The case for evidence driving investments to overcome the HIV pandemic

The case for evidence driving investments to overcome the HIV pandemic

by Adeeba Kamarulzaman, IAS President

Follow the science. That’s what we’ve come to know in four decades of responding to HIV, and that’s the message the IAS delivered at the fifth United Nations General Assembly High-Level Meeting (HLM) on HIV and AIDS in June 2012.

The response to the COVID-19 pandemic drew heavily on that 40-year HIV response to move at a pace never seen before, beginning to roll out a vaccine in barely a year. In turn, we in the HIV response must use that momentum to reinvigorate investment in research around crucial HIV knowledge gaps and ensure that data and evidence drive investments.

Let's be clear: HIV remains a critical global priority. Failing to reach the 2020 targets led to an additional 3.2 million people acquiring HIV since 2015 and the loss of another 1 million lives. Just in 2020, 1.5 million people acquired HIV, three times the 2020 target of 500,000 new infections, according to a Joint United Nations Programme on HIV/AIDS (UNAIDS) report, Global Commitments, Local Action, released on the eve of the HLM.

We know that social inequities remain a tragic driver of both the COVID-19 and HIV pandemics. UNAIDS estimates that tackling the HIV pandemic requires a US$3.1 billion investment by 2025. Its data show that the relative risk of HIV acquisition among female sex workers, gay and other men who have sex with men, transgender people and people who inject drugs is disproportionately high. In prisons and other closed settings, HIV prevalence is six times higher than in the general population.

In my region, Asia Pacific, UNAIDS data show that 98% of new HIV infections in 2019 were among key populations and their partners; this is against a global figure of 62% in 2019. To ensure that science informs policy and programme responses accordingly, we need investment in a robust, routine and disaggregated public health surveillance system. The evidence also clarifies that to respond duly, the resource needs in 2025 will be triple what resource availability was in 2019.

Specific areas in need of investment include:

  • Research and innovation in vaccine development, progress towards an HIV cure, and evaluating models of service delivery
  • Prevention tailored to communities’ needs
  • Service delivery, including those led by communities, that responds to the diverse and dynamic realities of lived experience
  • Advocacy efforts to improve policies for removing stigma, punitive laws and other structural barriers
  • Robust evidence that includes community-led research to better inform policies, practices and innovations.

It is commendable that domestic investments in HIV responses in low- and middle-income countries (LMICs) have grown by 50% since 2010. Donor support increased by 7% in the same period. More is needed. According to Global Commitments, Local Action, reaching the 2025 targets set by the UNAIDS Global AIDS Strategy will bring comprehensive HIV services to 95% of the people who need them and reduce annual HIV infections to fewer than 370,000 and AIDS-related deaths from 690,000 to fewer than 250,000. The strategy emphasizes health equity, universal health coverage, innovation and ambitious targets.
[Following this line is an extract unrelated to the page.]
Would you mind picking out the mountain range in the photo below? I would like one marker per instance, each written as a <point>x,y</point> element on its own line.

Translating these individual and public health gains into economic terms, each additional US$1 of investment in implementing the strategy in LMICs brings a return of more than US$7 in health benefits. “The families and communities affected by HIV already understand that long and healthy lives are simply priceless,” the report says.
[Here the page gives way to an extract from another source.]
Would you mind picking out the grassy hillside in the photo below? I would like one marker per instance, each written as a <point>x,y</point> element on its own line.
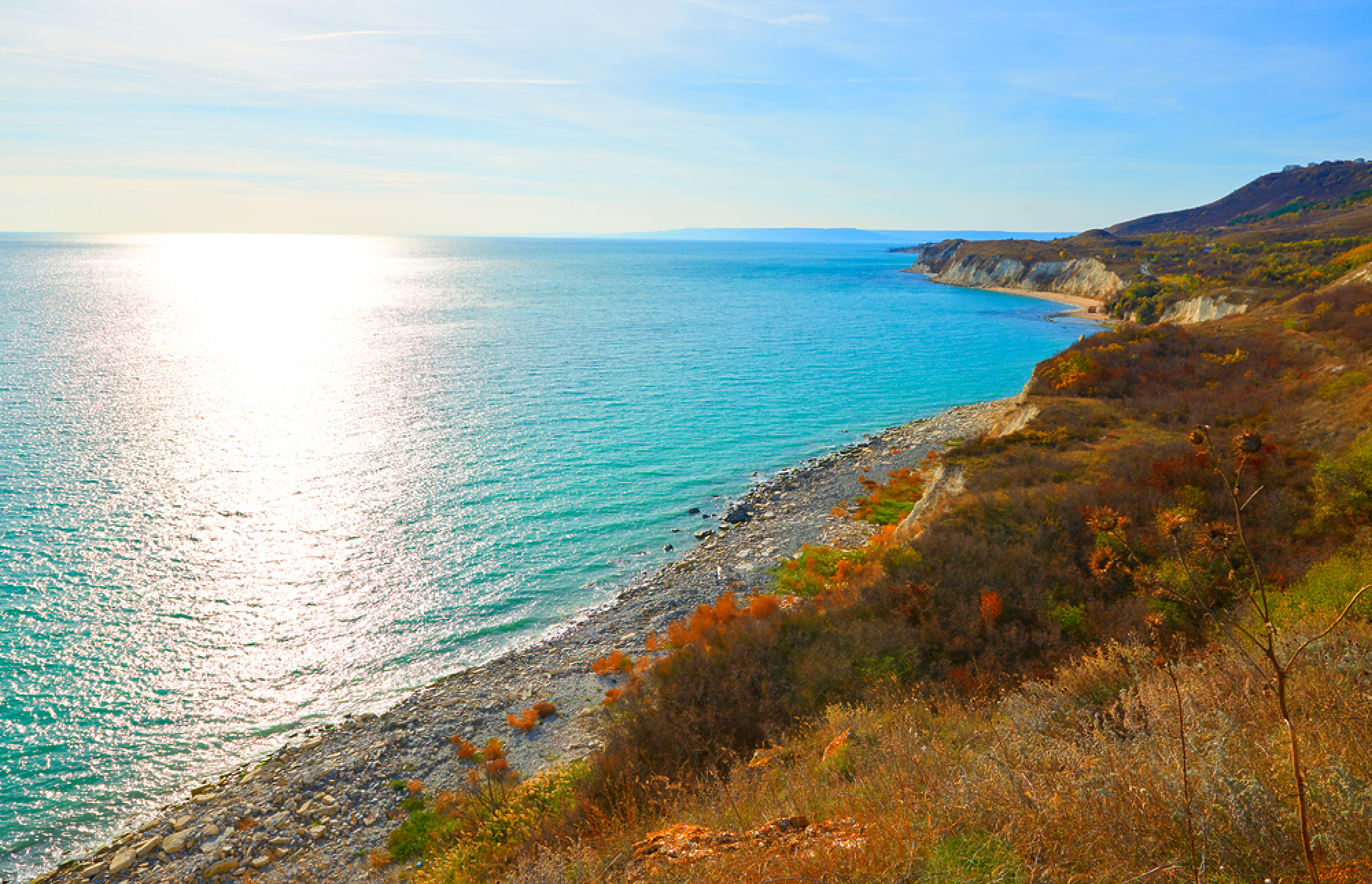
<point>1327,188</point>
<point>1091,666</point>
<point>1283,235</point>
To meet the strategy objectives, we must double annual spending on primary HIV prevention from 2019 expenditures. Governments cannot afford to pick and choose aspects without following the science and evidence. And we cannot afford to under-invest, whether financially or politically, if we are to respond effectively to HIV.

However, investments will be wasted unless we remove criminalization and other laws and policies fuelling marginalization, discrimination, stigma and social exclusion. Such laws and policies further fuel social inequities that drive HIV transmission, delay or disallow access to services, and result in preventable deaths. We are obliged to act on the evidence.

Shortcomings fuel needs

The shortcomings of the past – and the resulting numbers of people in need of services – has increased the need for financial resources. The bill for the HIV response will keep climbing if commitments, funding and action continue to fall short.

How can we find these resources?

  • Smart, evidence-informed programming that makes the best use of the resources available
  • Improved cost efficiency by prioritizing and strengthening prevention
  • Human rights-based policies that will achieve health for all and remove structural inequities driving ill-health
  • Innovative domestic and global financing mechanisms.

In other words, follow the science.

We have to implement the Global AIDS Strategy and that requires adequate resourcing. Scientists and community leaders must be an integral part of the policy-making process on this mission. Over the past 40 years, the most remarkable victories have not been from HIV scientific breakthroughs alone, but from forming a common front that united scientists, activists, communities and policy makers.